Posted: Sun May 25, 2025 10:02 am
by muziqaz
Reported to researcher. This seems to be Linux only for now. Something might have broke in WU generation on their server

Re: 12474 crashes repeatedly

Posted: Sun May 25, 2025 10:46 am
by arisu
Can someone send me a copy of a wudata_01.dat for this so I can test it on my Linux system and try to diagnose the issue (if it's a Linux-only issue)?

Re: 12474 crashes repeatedly

Posted: Mon May 26, 2025 7:22 pm
by toTOW
I'm getting some bad WUs from this project too ...
19:29:23:WU01:FS00:Received Unit: id:01 state:DOWNLOAD error:NO_ERROR project:12474 run:1 clone:1 gen:58 core:0xa8 unit:0x3a0000000100000001000000ba300000
Stuck in an endless loop :
19:48:27:WU01:FS00:Starting
19:48:27:WU01:FS00:Running FahCore: /usr/bin/FAHCoreWrapper /var/lib/fahclient/cores/cores.foldingathome.org/lin/64bit-avx2-256/a8-0.0.12/Core_a8.fah/FahCore_a8 -dir 01 -suffix 01 -version 706 -lifeline 1126 -checkpoint 15 -np 12
19:48:27:WU01:FS00:Started FahCore on PID 20871
19:48:27:WU01:FS00:Core PID:20875
19:48:27:WU01:FS00:FahCore 0xa8 started
19:48:28:WU01:FS00:FahCore returned: INTERRUPTED (102 = 0x66)

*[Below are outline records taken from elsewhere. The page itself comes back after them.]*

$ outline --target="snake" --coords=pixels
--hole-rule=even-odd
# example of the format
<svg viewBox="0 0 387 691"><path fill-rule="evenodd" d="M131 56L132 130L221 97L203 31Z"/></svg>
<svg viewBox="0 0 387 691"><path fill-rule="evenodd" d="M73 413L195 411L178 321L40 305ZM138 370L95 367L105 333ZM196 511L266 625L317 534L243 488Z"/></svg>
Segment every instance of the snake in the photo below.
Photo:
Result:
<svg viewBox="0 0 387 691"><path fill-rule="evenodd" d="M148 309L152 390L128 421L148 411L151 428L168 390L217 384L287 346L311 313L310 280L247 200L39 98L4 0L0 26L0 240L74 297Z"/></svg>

Re: 12474 crashes repeatedly

Posted: Tue Jun 03, 2025 10:14 pm
by vvoelz
As @musiqaz suspected, we somehow managed to break our WU continuation scripts for p12474. We've turned this project off for now, and restarted the server. Please let us know if you see any more of this behavior for other projects!